“Paprika” begins with a disorienting, action-packed dream sequence in which a detective is pursued by nightmarish circus figures through a series of movie-like scenarios. As an audience member, you’d be wise to get used to the feeling of not knowing what’s going on.
One of the trippier animated films to come out of Japan in recent years, “Paprika” — by director Satoshi Kon (“Tokyo Godfathers”) — is an intensely weird, brightly colored, cheerfully animated piece of adult science-fiction that revels in its own whacked-out craziness. Much of it takes place in a dreamworld, so it makes sense that those parts wouldn’t, uh, make sense. But even the scenes set in reality have a strangeness to them, as when a fat man becomes so fat that he gets stuck in an elevator.
The story centers around a device called the DC Mini that can track and record people’s dreams. It’s being tested for use in psychotherapy when it’s stolen — meaning the thief can control anyone connected to it, forcing dreams into their conscious minds even when they’re awake, leading to dangerous and deadly behavior.
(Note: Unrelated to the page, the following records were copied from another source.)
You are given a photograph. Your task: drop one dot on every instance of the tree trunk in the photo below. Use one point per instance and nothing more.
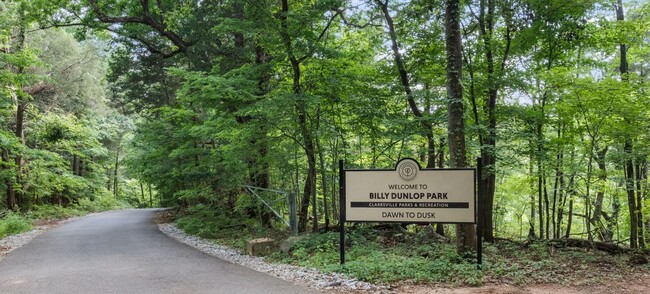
(11, 194)
(117, 165)
(639, 202)
(323, 176)
(440, 228)
(602, 231)
(465, 234)
(570, 194)
(309, 191)
(628, 146)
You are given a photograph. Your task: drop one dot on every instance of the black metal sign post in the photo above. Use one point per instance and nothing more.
(480, 217)
(342, 211)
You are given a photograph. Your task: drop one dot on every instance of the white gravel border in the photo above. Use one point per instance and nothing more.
(311, 277)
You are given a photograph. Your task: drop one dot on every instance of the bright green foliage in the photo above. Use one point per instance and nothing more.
(13, 223)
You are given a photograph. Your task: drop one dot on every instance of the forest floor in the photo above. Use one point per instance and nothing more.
(509, 268)
(583, 271)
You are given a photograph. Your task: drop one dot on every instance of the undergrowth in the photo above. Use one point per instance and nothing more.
(394, 257)
(12, 223)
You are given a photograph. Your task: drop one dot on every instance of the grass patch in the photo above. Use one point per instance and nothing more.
(397, 256)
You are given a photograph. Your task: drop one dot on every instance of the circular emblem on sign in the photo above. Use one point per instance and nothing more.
(407, 169)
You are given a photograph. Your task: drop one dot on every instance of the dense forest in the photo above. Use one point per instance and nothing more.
(187, 103)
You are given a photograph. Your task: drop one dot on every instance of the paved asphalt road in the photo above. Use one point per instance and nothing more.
(123, 252)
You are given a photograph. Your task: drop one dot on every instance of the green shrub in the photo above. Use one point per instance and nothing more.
(13, 224)
(50, 212)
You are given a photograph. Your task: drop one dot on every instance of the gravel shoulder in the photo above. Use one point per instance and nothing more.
(13, 242)
(328, 282)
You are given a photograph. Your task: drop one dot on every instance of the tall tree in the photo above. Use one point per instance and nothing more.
(465, 234)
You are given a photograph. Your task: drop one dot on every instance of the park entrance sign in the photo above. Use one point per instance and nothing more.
(410, 194)
(407, 194)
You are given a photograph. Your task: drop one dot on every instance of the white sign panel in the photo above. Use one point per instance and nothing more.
(409, 194)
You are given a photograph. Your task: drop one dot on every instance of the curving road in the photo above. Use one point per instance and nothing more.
(123, 252)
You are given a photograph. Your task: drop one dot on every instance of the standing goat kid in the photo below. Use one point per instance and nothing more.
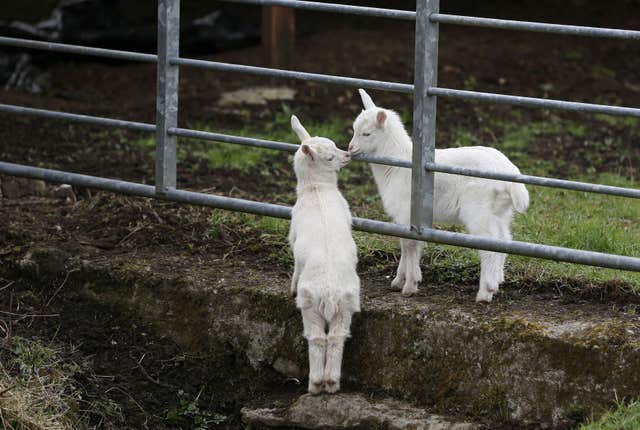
(484, 207)
(324, 276)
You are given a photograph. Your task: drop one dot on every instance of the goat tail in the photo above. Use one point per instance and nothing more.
(519, 197)
(328, 308)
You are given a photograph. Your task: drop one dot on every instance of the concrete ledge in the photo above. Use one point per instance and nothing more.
(533, 361)
(349, 411)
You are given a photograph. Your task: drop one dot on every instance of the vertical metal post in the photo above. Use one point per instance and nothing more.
(424, 114)
(278, 35)
(167, 96)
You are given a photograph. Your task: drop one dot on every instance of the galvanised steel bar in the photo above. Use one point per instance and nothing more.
(534, 102)
(527, 249)
(270, 144)
(118, 123)
(167, 93)
(433, 167)
(536, 180)
(371, 226)
(76, 49)
(290, 74)
(424, 114)
(333, 7)
(539, 27)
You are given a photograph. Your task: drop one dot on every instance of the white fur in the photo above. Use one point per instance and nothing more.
(324, 277)
(485, 207)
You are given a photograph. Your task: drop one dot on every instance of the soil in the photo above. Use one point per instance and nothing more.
(143, 371)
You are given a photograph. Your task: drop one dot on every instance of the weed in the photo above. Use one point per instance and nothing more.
(189, 413)
(625, 416)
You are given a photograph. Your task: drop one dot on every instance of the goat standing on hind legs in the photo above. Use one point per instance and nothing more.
(485, 207)
(325, 281)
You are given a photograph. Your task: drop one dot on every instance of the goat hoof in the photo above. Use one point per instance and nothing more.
(408, 292)
(315, 388)
(396, 284)
(332, 386)
(484, 297)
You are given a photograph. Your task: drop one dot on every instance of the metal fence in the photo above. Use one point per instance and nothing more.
(423, 165)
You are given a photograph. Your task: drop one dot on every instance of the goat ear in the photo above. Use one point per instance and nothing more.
(381, 117)
(306, 149)
(367, 102)
(299, 129)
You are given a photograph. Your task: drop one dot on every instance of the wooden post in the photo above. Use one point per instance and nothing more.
(278, 35)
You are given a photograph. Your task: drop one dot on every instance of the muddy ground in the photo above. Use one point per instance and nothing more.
(103, 226)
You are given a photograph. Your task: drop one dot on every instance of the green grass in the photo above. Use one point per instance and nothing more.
(623, 417)
(40, 391)
(556, 217)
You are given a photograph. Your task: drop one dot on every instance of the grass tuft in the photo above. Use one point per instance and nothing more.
(623, 417)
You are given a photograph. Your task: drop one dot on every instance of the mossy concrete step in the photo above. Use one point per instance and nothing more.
(348, 411)
(528, 357)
It’s up to the scientists in charge of the device to figure out who stole it and get it back. Among them is Dr. Atsuko Chiba (voice of Megumi Hayashibara), a pretty young woman who has an alter ego named Paprika who exists as a sort of guide in the dreamworld. She’s secretly been helping that detective, Konakawa (Akio Otsuka), peer into his dreams in the hopes of finding clues to a murder case he’s working. Konakawa has a strange distaste for movies that figures into the story later on, at least to the extent that anything truly “figures into” this story.
Things become more dire as the device claims more victims. Chiba and her fellow scientists, including the fat guy, Tokita (Toru Furuya), must find the DC Mini before everyone’s dreams become reality and turn the world into a nightmare. The veil between dreams and real life is already stretching thin, and the characters frequently find themselves unsure which is which.
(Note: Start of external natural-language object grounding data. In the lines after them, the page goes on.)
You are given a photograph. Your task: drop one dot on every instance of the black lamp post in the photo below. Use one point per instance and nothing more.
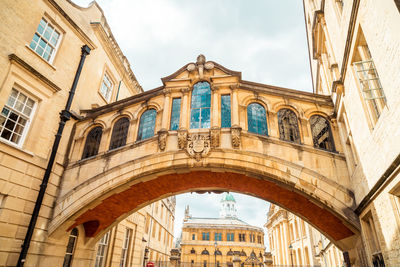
(215, 253)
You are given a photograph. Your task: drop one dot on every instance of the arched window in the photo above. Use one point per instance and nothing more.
(92, 142)
(205, 252)
(147, 124)
(73, 236)
(201, 105)
(119, 134)
(321, 132)
(256, 119)
(288, 126)
(218, 252)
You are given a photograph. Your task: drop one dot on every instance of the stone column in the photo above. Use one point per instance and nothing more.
(166, 109)
(236, 261)
(215, 130)
(214, 107)
(185, 109)
(183, 124)
(235, 106)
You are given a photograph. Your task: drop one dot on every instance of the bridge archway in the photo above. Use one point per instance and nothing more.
(311, 182)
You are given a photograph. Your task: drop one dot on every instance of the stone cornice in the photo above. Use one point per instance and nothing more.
(281, 91)
(20, 62)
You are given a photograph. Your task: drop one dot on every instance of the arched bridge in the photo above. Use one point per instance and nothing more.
(206, 129)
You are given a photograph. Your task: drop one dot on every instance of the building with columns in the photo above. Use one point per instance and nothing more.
(219, 241)
(293, 241)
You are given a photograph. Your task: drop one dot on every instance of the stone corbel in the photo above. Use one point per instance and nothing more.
(182, 138)
(162, 139)
(236, 136)
(215, 133)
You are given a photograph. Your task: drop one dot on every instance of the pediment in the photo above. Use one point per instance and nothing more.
(199, 70)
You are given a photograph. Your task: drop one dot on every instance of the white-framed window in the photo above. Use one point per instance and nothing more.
(102, 250)
(45, 40)
(15, 117)
(125, 246)
(106, 87)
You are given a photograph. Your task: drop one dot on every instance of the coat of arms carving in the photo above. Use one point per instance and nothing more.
(198, 146)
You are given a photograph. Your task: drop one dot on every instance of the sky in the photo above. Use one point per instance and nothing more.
(265, 40)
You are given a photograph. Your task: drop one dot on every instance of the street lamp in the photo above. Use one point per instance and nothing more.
(291, 255)
(215, 253)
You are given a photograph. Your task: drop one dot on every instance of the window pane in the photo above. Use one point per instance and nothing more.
(175, 115)
(321, 132)
(147, 124)
(256, 119)
(226, 111)
(288, 126)
(200, 106)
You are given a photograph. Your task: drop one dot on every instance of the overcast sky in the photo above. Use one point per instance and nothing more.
(265, 40)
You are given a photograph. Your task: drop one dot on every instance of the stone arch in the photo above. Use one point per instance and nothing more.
(259, 99)
(86, 131)
(315, 198)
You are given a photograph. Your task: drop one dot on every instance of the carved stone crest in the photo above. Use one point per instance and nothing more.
(182, 139)
(200, 65)
(235, 136)
(198, 146)
(162, 139)
(215, 133)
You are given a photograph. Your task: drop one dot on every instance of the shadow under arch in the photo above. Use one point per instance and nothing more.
(119, 205)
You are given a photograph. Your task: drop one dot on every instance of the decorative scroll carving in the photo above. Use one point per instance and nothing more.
(182, 139)
(215, 133)
(198, 146)
(162, 139)
(235, 136)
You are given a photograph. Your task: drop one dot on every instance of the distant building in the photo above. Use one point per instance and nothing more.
(215, 241)
(293, 242)
(145, 236)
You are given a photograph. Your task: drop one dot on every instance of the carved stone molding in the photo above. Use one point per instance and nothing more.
(198, 145)
(235, 136)
(215, 134)
(182, 138)
(162, 139)
(200, 65)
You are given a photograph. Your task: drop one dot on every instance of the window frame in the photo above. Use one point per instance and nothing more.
(55, 47)
(120, 140)
(28, 119)
(266, 120)
(172, 113)
(227, 112)
(140, 136)
(199, 123)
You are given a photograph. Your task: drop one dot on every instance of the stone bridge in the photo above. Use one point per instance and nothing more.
(206, 129)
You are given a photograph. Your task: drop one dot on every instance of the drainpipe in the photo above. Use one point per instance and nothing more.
(65, 115)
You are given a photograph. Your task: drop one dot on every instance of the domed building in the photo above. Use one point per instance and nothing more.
(216, 241)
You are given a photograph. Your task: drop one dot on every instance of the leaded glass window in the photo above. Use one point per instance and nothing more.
(175, 113)
(256, 119)
(45, 40)
(15, 116)
(70, 247)
(119, 134)
(147, 124)
(288, 126)
(201, 106)
(321, 132)
(225, 111)
(92, 142)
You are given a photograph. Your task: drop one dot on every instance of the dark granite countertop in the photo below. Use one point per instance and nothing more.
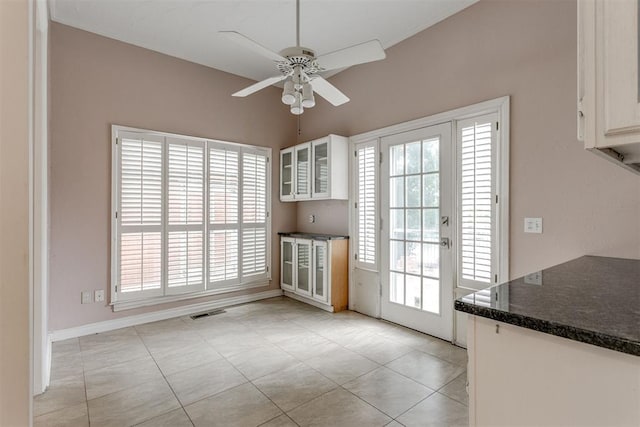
(313, 236)
(591, 299)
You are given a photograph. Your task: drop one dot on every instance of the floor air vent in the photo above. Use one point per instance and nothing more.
(207, 314)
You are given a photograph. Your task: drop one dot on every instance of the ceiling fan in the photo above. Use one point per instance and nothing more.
(300, 67)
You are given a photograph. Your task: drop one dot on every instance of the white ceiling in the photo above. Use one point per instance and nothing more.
(188, 29)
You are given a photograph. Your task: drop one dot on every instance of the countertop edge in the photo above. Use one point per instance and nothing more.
(552, 328)
(314, 236)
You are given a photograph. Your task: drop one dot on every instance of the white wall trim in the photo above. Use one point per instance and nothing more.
(39, 200)
(309, 301)
(109, 325)
(131, 304)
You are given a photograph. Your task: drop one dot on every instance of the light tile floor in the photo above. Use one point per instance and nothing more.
(275, 362)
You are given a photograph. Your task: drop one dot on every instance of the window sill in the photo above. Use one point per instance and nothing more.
(131, 304)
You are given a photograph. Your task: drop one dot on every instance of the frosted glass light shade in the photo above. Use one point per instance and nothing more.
(289, 93)
(308, 100)
(296, 107)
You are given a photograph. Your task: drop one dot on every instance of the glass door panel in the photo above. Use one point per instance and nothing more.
(303, 163)
(287, 260)
(303, 273)
(286, 174)
(320, 270)
(416, 293)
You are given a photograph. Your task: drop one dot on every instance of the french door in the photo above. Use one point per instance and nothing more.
(417, 228)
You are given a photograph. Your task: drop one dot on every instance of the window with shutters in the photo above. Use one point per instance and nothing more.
(477, 200)
(366, 208)
(190, 215)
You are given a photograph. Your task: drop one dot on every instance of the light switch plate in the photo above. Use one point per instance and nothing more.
(533, 225)
(533, 278)
(86, 297)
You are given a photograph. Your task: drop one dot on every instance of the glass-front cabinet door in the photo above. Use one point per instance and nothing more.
(286, 174)
(320, 271)
(287, 257)
(302, 170)
(320, 168)
(303, 271)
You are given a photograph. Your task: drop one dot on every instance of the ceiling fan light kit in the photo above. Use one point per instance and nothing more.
(300, 68)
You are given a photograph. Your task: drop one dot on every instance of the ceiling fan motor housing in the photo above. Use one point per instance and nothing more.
(298, 56)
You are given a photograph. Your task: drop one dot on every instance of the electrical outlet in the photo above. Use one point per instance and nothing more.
(86, 297)
(533, 225)
(533, 278)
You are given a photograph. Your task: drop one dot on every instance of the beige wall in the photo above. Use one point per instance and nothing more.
(15, 394)
(96, 82)
(525, 49)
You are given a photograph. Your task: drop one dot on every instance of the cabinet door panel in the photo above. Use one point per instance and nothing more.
(303, 273)
(287, 260)
(302, 171)
(321, 172)
(286, 174)
(619, 20)
(320, 273)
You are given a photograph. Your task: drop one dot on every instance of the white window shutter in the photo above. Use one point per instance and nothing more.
(185, 216)
(476, 162)
(190, 215)
(254, 213)
(366, 203)
(140, 214)
(224, 177)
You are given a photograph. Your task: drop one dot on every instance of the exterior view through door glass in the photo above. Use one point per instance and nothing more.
(416, 218)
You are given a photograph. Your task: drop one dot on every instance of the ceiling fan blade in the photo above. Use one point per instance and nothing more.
(258, 86)
(328, 91)
(352, 55)
(246, 42)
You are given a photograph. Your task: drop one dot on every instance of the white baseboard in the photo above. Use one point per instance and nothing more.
(309, 301)
(123, 322)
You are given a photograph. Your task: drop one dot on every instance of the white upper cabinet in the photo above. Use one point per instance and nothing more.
(286, 174)
(303, 171)
(608, 80)
(316, 170)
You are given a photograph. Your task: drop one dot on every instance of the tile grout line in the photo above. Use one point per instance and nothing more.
(166, 381)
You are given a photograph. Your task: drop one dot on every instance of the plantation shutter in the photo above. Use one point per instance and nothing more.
(139, 215)
(477, 202)
(185, 215)
(189, 216)
(254, 213)
(366, 154)
(224, 226)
Or something. Honestly, I’ve seen the film twice and am still baffled by a good portion of it, yet the gleefully bizarre dream sequences and general oddness make it a fun ride. A recurring theme has a parade of objects — mailboxes, refrigerators, frogs playing band instruments, little girls’ dolls, etc. — marching merrily through the city, and one imaginative scene after another makes you scratch your head and say, “What the hell…?” Some have suggested that taking drugs first would enhance the experience, but really, I don’t see how hallucinogens could make the movie any weirder than it is.